NITE has additional interfaces built above OpenNI, which give you higher-level results (e.g. track a hand-point, skeletons, scene analysis etc). You'll want to check the subtleties of NITE's license regarding when/where you can use it, but it's still probably the easiest and fastest way to get analysis (e.g. skeleton) for now. NITE is closed-source, so PrimeSense need to supply a binary version for you to use. Currently windows and linux versions are available.
I haven't worked with with OpenKinect but I've been working with OpenNI and SensorKinect for a few months now for my research.
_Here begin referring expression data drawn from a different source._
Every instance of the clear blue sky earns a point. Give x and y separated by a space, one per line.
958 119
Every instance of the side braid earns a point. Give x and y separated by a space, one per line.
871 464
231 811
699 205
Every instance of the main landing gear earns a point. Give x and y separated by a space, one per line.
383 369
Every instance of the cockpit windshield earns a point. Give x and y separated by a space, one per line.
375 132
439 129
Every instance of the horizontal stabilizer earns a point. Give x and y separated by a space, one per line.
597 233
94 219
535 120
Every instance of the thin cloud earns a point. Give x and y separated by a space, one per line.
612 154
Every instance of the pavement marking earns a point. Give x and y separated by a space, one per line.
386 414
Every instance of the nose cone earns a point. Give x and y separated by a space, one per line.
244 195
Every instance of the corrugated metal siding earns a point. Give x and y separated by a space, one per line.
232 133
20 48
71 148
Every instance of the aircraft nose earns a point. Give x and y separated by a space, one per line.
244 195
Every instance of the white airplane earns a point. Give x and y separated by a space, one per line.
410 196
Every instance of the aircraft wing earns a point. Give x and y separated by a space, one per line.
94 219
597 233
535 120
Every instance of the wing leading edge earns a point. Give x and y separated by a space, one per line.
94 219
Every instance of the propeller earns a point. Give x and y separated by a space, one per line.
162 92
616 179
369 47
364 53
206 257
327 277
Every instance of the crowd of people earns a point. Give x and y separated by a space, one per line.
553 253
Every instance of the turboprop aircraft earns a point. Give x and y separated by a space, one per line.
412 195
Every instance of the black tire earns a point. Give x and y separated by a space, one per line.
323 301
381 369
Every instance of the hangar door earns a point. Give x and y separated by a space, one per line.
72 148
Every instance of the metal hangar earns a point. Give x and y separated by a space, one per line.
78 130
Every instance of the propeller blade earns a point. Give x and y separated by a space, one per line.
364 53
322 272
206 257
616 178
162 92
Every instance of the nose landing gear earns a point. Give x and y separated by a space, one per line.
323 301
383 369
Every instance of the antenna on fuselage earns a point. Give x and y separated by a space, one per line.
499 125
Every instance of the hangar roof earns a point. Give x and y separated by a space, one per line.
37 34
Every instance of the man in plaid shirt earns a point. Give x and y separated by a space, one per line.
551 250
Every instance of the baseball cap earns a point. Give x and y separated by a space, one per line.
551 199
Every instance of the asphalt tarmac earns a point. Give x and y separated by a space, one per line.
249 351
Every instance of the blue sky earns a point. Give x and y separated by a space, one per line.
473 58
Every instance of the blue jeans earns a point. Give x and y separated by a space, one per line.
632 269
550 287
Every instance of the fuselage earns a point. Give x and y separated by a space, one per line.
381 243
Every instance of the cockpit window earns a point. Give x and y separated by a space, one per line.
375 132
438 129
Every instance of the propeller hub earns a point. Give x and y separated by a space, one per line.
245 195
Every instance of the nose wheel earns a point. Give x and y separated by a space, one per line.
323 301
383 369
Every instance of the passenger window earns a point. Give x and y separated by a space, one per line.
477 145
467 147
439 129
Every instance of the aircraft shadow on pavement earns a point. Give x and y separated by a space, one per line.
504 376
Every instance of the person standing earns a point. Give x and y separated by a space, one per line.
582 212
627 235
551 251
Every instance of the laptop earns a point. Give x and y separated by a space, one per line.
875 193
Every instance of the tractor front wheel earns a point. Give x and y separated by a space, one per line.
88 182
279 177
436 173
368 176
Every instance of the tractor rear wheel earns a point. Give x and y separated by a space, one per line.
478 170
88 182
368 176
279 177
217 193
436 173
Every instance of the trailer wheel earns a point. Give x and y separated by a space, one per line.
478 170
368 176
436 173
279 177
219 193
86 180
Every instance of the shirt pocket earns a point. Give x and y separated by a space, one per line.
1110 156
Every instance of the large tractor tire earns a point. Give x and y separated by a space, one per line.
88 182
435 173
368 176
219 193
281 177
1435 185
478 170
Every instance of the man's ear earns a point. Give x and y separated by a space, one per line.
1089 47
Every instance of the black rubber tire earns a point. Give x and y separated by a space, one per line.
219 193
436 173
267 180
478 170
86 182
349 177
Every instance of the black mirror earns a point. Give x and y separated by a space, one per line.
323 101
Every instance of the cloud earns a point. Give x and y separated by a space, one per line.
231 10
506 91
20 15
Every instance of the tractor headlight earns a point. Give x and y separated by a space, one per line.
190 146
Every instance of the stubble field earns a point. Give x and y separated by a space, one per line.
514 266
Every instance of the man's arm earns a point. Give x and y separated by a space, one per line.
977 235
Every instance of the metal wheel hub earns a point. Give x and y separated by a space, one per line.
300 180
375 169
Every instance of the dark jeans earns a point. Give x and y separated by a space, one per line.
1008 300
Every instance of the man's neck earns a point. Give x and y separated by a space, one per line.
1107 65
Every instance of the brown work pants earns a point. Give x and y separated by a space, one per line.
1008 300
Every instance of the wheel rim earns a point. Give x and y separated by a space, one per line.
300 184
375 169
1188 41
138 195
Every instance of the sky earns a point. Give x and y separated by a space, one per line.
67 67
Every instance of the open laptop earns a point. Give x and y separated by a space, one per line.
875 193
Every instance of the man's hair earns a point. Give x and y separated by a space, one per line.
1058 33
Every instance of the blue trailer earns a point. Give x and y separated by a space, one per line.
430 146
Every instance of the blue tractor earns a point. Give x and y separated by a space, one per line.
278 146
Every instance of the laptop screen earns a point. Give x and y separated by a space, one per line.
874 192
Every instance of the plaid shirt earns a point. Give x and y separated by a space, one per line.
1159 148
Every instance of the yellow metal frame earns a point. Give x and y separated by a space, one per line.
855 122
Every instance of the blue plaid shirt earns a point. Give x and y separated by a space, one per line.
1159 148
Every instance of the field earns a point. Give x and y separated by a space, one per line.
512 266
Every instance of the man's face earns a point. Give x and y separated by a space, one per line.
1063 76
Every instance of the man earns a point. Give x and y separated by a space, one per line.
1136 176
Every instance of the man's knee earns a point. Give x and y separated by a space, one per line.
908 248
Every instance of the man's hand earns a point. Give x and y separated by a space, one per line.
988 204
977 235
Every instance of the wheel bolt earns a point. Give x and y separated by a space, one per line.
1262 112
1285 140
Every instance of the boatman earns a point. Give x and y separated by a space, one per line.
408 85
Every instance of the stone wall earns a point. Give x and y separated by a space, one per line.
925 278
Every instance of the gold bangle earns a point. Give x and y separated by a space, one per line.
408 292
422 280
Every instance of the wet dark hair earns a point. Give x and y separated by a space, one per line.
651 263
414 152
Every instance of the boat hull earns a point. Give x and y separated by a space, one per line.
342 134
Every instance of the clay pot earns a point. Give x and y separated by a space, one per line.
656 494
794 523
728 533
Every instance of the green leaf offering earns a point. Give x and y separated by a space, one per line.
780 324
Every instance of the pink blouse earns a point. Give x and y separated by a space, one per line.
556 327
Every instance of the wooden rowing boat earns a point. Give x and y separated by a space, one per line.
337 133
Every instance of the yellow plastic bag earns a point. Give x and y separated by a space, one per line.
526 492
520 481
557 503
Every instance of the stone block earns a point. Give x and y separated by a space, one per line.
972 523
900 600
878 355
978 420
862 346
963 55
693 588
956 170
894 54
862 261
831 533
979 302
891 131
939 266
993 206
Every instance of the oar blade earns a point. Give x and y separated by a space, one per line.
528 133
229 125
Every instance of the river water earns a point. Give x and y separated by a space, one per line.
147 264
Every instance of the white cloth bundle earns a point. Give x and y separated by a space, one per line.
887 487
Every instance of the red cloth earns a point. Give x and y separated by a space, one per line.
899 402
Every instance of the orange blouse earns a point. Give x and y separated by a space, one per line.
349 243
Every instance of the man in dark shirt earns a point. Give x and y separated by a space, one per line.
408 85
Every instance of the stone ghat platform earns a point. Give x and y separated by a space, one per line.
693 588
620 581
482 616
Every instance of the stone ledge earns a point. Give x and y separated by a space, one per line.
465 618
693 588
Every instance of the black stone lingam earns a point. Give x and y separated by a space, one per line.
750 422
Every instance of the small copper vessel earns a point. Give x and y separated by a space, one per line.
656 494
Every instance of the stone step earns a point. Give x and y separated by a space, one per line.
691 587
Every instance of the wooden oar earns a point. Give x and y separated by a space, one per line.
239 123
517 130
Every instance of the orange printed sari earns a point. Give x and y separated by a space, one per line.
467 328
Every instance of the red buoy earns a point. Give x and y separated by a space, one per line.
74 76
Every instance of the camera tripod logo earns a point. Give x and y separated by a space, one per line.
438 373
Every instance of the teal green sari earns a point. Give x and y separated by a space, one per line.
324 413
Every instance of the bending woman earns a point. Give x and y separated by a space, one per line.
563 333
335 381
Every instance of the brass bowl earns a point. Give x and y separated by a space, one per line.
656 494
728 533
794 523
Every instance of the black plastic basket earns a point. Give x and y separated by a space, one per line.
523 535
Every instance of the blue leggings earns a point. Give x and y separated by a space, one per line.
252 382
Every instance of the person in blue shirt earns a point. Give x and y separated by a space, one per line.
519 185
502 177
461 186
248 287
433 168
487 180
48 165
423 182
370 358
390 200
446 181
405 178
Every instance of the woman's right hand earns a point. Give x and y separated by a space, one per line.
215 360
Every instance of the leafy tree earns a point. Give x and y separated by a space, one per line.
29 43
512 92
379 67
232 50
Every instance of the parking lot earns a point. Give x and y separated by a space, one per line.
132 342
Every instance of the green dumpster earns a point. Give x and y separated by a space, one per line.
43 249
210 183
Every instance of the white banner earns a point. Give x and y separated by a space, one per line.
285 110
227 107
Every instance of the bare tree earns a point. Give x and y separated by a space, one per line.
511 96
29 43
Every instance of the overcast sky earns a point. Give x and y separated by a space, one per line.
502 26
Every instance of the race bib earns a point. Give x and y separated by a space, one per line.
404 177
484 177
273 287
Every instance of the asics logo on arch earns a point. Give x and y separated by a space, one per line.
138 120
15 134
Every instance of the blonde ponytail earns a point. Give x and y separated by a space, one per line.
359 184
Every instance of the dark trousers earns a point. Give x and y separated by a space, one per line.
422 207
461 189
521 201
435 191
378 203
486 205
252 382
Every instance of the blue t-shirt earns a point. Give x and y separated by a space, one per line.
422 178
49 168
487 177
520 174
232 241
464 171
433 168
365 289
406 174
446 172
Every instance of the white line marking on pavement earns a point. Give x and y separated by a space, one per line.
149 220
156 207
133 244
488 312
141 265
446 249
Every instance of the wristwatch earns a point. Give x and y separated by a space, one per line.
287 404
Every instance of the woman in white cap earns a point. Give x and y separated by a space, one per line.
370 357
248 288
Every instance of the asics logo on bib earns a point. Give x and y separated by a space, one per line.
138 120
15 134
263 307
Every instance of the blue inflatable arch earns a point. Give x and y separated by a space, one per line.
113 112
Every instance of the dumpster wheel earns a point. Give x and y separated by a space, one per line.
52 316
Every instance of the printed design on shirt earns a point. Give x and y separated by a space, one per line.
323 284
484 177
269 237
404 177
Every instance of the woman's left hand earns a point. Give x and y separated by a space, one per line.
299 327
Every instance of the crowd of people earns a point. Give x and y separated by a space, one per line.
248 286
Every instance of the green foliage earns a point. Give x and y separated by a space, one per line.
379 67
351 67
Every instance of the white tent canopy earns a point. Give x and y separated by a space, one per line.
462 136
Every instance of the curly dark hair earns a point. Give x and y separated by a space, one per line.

If you are planning to work with raw data from Kinect, they work great in giving you depth and video (they don't support motor control). I've used it with C++ and OpenGL in both Windows 64bit and Ubuntu 32bit with almost no modifications to the code. It's very easy to learn if you know basic c++. Installing it might be a little headache.
For more advanced features such as skeleton detection, gesture recognition, etc., I highly recommend using the middlewares such as NITE with OpenNI or the ones provided in here: Middlewares developed around OpenNI rather than re-inventing the wheel. Nite is also very easy to use once you have OpenNI working; e.g. joint recognition is something around 10-20 extra lines of code.
Something that I would recommend to my younger self would be to learn and work with a basic game engine (e.g. Unity) rather than directly with OpenGL. It would give you a lot better and more enjoyable graphics, less hassle and would also enable you to easily integrate your program with other tools such as PhysX. I haven't tried any, but I know there are some plugins for using Kinect drivers in Unity.